Lo de tener que fichar a mí me afecta y mucho. Supongo que lo mismo será para cientos de miles de la misma quinta. Veamos. Por un lado los que siendo abuelos ejercemos de especialistas en horarios de diferente etimología. Primero están los nietos con sus regladas entradas y salidas de colegios o guarderías. Segundo, la vigilancia de obras, canales y puertos que ejercemos a diario para el buen gobierno de lo público e incluso de lo privado. No es tarea fácil, se lo aseguro. Los de nuestra generación pasamos horas apostados sobre las vallas en sintonía con nuestra amplitud de miras. Da igual zanjas del Canal de Isabel II, el soterramiento de una autovía que el seguimiento de la Operación Chamartín llegado el caso, y eso, créanme, tiene su horario de llegada a obra y su posterior salida. Todo esto funciona como un reloj suizo y nunca tuvimos necesidad de fichar. Cabe decir que hasta el día de hoy no conozco a ningún miembro de este colectivo sospechoso de irresponsabilidad con nuestra diversidad de funciones.
La nueva normativa del Ministerio de Magdalena Valerio ha puesto la venda antes de saber aplicar los mecanismos de registro de horas de los empleados. Al gobierno le da igual que en una actividad profesional o empresarial se trabaje por objetivos como si se trabaja a destajo. Tabla rasa para todos y registro de horas en cumplimiento de la ley. Me parece bien que se persiga la explotación laboral allá donde el egoísmo de una patronal trate a sus empleados como si éstos fueran remeros del Volga; o sea, más horas de lo contratado con idéntico salario. De igual manera me gusta la medida siempre que los funcionarios adictos al escaqueo cumplan con el riguroso horario y además les sea de aplicación la tabla de rendimientos para un mayor lucimiento en su quehacer diario.
Nada tengo sobre el funcionariado de piadosa productividad, pero uno es contribuyente por devoción mariana y es sabedor de horas de desayuno en grupos de a seis en departamentos de cinco. Lo sé, la hora de la cita siempre es orientativa. Pero es que cuando llega el momento de ser atendido la próstata te ha perdido el respeto por completo. También sé de aquellos o aquellas que firman hoy por ti, mañana por mí y llegado el jueves aparecen instalados en un plácido fin de semana de cuatro días.
Por eso aconsejo a sus Señorías la conveniencia de saber arbitrar antes de decretar.

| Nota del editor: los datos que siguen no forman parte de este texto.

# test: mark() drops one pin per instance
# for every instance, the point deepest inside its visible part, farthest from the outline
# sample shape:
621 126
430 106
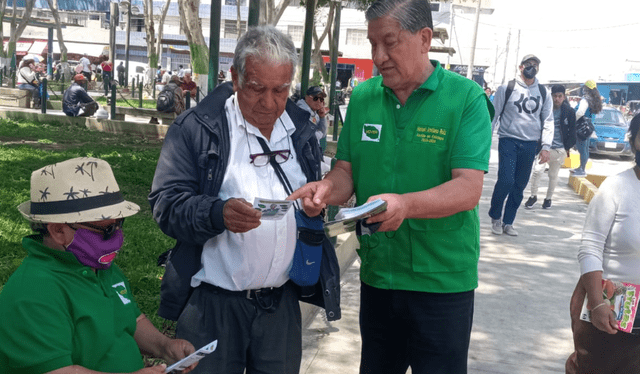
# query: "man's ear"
427 36
235 79
59 233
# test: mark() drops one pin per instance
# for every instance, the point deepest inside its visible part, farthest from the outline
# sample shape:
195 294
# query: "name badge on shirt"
430 135
371 133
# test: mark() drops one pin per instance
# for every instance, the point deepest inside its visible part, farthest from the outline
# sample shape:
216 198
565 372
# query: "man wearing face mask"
68 308
525 123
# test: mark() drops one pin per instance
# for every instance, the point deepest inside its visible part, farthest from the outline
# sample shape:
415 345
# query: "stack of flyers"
622 299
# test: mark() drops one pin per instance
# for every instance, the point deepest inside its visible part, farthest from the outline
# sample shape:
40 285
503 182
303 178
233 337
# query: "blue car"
610 137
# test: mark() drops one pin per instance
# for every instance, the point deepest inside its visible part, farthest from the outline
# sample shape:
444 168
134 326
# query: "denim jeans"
428 331
515 160
583 147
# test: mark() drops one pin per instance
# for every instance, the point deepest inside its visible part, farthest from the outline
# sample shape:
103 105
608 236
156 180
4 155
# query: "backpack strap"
507 94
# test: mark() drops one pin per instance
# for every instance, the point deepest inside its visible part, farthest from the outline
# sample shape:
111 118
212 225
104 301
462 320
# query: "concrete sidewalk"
521 321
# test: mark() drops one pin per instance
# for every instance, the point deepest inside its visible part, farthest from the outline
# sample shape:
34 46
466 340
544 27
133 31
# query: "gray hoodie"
524 118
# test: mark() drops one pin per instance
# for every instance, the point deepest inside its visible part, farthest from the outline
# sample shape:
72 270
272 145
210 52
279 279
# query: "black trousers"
428 331
263 336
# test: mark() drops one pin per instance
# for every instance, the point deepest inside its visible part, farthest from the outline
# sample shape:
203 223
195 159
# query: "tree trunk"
165 8
150 30
53 5
17 31
316 52
238 19
193 30
3 9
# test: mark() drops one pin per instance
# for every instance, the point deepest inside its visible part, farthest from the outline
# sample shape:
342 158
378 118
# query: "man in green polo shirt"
419 138
67 308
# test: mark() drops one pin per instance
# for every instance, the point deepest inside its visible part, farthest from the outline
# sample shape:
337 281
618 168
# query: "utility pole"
475 39
506 59
515 73
450 35
495 67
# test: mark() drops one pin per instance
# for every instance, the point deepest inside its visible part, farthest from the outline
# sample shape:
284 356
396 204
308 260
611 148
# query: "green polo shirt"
444 125
56 312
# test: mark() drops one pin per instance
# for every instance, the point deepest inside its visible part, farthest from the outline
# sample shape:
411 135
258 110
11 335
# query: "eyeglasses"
107 232
263 159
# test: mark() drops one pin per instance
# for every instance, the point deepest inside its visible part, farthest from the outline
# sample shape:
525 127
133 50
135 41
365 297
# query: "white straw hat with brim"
77 190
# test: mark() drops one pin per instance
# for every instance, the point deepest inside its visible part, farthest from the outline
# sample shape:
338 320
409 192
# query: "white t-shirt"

Está bien por aquello de acabar con las mafias y la tiranía de ciertos patronos, pero hacer fichar a todos por igual viene a ser algo parecido a un Real Decreto estableciendo la obligatoriedad para que sus Señorías hagan lo propio en sus puestos de trabajo. En el Congreso de los Diputados hay días en que ni están todos los que son, ni son todos los que están.
Para los que somos autónomos del ocio deberían excluirnos de esta ley por las razones ya expuestas. Entramos y salimos a demanda según exigencias del guion. Queda dicho que por un lado, nuestros horarios están marcados por el Ministerio de Educación y Cultura respecto a la docencia de nuestros nietos; mientras que por el lado del asome en vallas lo tenemos regulado por el de Obras Públicas y Urbanismo.
Debo sugerir a la ministra en funciones, señora Valero, la necesidad de unificar criterios entre los diferentes ministerios implicados, porque esto es un sinvivir. Nuestro colectivo, aunque seamos una especie en extinción, resulta que tenemos una perspectiva más ajustada al sentido común. No me pregunten el por qué. Quizás lo sea por aquello de poner orden en los intereses generales. Dicho queda.